• Hepatology · Oct 2019

    External Validation of a Pretransplant Biomarker Model (REVERSE) Predictive of Renal Recovery After Liver Transplantation.

    • Josh Levitsky, Sumeet K Asrani, Michael Abecassis, Richard Ruiz, Linda W Jennings, and Goran Klintmalm.
    • Division of Gastroenterology and Hepatology, Comprehensive Transplant Center, Northwestern University Feinberg School of Medicine, Chicago, IL.
    • Hepatology. 2019 Oct 1; 70 (4): 1349-1359.

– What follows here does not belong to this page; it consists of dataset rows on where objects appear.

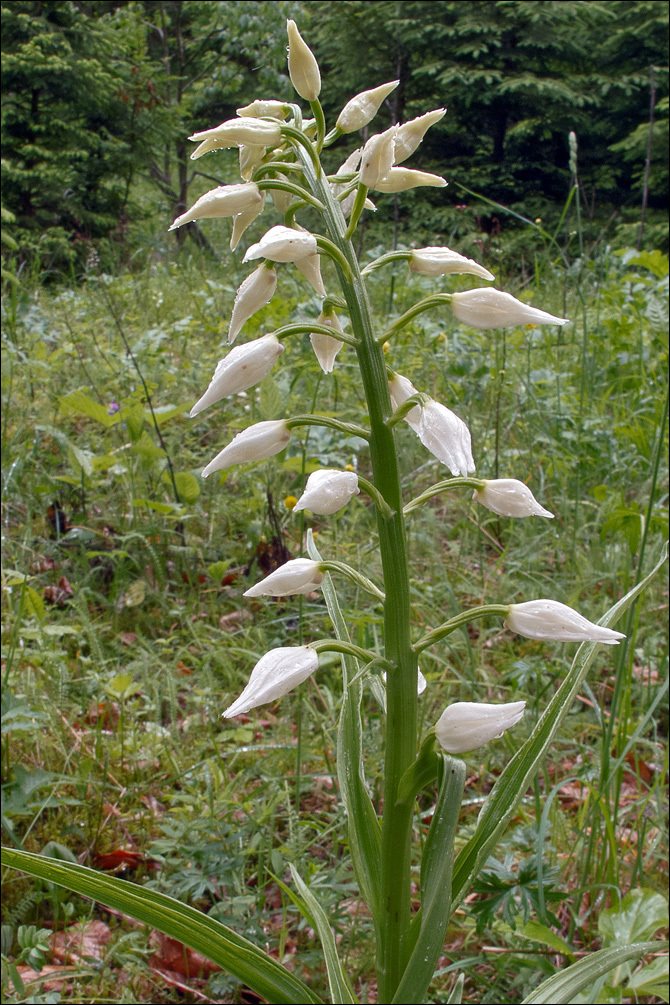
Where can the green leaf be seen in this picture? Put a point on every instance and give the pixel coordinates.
(188, 486)
(651, 980)
(365, 835)
(562, 988)
(179, 921)
(436, 867)
(79, 403)
(542, 934)
(519, 772)
(310, 909)
(641, 914)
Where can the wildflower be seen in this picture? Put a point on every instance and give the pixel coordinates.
(295, 576)
(302, 66)
(402, 179)
(412, 133)
(493, 309)
(243, 367)
(226, 200)
(444, 261)
(254, 292)
(509, 497)
(261, 109)
(325, 349)
(377, 157)
(256, 442)
(243, 220)
(274, 675)
(249, 131)
(363, 109)
(447, 437)
(465, 726)
(327, 490)
(282, 244)
(439, 429)
(548, 619)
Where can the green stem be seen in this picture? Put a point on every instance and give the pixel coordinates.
(501, 610)
(402, 708)
(427, 304)
(349, 428)
(441, 486)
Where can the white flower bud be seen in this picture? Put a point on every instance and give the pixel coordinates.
(327, 490)
(243, 367)
(310, 268)
(302, 66)
(295, 576)
(242, 221)
(439, 429)
(252, 132)
(262, 109)
(493, 309)
(412, 133)
(444, 261)
(547, 619)
(325, 349)
(377, 158)
(509, 497)
(283, 244)
(277, 672)
(363, 109)
(465, 726)
(256, 290)
(256, 442)
(447, 437)
(226, 200)
(402, 179)
(401, 388)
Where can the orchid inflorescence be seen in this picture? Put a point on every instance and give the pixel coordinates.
(280, 154)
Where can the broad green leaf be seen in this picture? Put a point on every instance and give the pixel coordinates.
(641, 914)
(542, 934)
(310, 909)
(652, 979)
(562, 988)
(436, 867)
(179, 921)
(365, 836)
(79, 403)
(519, 772)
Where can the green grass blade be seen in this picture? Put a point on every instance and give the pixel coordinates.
(517, 775)
(341, 989)
(436, 867)
(562, 988)
(205, 935)
(365, 835)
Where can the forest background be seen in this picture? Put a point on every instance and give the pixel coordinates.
(124, 627)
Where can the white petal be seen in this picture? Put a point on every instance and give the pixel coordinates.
(277, 672)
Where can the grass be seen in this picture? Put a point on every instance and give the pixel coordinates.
(125, 636)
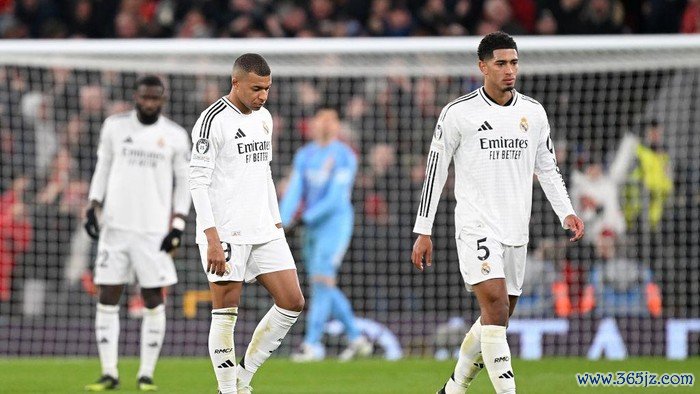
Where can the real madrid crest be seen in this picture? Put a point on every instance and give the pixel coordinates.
(202, 146)
(523, 124)
(438, 132)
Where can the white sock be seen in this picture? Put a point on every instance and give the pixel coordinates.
(152, 334)
(267, 337)
(221, 347)
(107, 334)
(470, 362)
(496, 354)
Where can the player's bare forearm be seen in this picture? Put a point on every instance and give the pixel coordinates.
(575, 224)
(212, 236)
(216, 261)
(422, 251)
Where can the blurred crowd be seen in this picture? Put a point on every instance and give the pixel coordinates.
(620, 176)
(340, 18)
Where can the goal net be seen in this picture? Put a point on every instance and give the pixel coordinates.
(624, 112)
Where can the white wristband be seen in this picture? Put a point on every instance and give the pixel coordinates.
(178, 223)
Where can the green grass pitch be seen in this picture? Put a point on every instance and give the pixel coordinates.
(194, 375)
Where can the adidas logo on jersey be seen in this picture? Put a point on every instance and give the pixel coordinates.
(485, 126)
(227, 364)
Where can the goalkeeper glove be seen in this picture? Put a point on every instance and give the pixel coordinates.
(91, 225)
(171, 241)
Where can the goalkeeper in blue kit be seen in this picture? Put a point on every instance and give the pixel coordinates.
(321, 182)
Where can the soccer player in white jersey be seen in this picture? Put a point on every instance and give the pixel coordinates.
(239, 230)
(139, 156)
(498, 139)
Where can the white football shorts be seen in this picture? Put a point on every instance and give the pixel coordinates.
(482, 258)
(247, 262)
(124, 255)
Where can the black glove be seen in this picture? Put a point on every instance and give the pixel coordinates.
(171, 241)
(91, 225)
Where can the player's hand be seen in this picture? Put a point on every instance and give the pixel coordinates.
(171, 241)
(216, 260)
(422, 251)
(575, 224)
(91, 225)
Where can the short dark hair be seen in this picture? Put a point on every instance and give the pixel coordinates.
(149, 80)
(252, 62)
(494, 41)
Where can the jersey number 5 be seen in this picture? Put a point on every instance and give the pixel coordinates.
(479, 246)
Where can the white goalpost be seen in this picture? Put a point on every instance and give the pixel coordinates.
(624, 113)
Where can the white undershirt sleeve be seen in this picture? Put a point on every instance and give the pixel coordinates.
(550, 178)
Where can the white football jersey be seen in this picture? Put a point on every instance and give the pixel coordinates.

    AbstractIn patients with end-stage liver disease, the ability to predict recovery of renal function following liver transplantation (LT) remains elusive. However, several important clinical decisions depend on whether renal dysfunction is recoverable after LT. We used a cohort of patients undergoing LT to independently validate a published pre-LT model predictive of post-transplant renal recovery (Renal Recovery Assessment at Liver Transplant [REVERSE]: high osteopontin [OPN] and tissue inhibitor of metalloproteinases-1 [TIMP-1] levels, age < 57, no diabetes). Serum samples pre-LT and 4-12 weeks post-LT (n = 117) were analyzed for kidney injury proteins from three groups of recipients: (1) estimated glomerular filtration rate (eGFR) < 30 mL/minute/1.73 m2 prior to and after LT (irreversible acute kidney injury [AKI]), (2) eGFR < 30 mL/minute/1.73 m2 prior to LT and >50 mL/minute/1.73 m2 after LT (reversible AKI [rAKI]) (3) eGFR > 50 mL/minute/1.73 m2 prior to and after LT (no AKI). In patients with elevated pre-LT serum levels of OPN and TIMP-1, recovery of renal function correlated with decreases in the level of both proteins. At 4 weeks post-LT (n = 77 subset), the largest decline in OPN and TIMP-1 was seen in the rAKI group. Validation of the REVERSE model in this independent data set had high area under the curve (0.78) in predicting full post-LT renal recovery (sensitivity 0.86, specificity 0.6, positive predictive value 0.81, negative predictive value 0.69). Our eGFR findings were confirmed using measured GFR. Conclusion: The REVERSE model, derived from an initial training set combining plasma biomarkers and clinical characteristics, demonstrated excellent external validation performance characteristics in an independent patient cohort using serum samples. Among patients with kidney injury pre-LT, the predictive ability of this model may prove beneficial in clinical decision-making both prior to and following transplantation.© 2019 by the American Association for the Study of Liver Diseases.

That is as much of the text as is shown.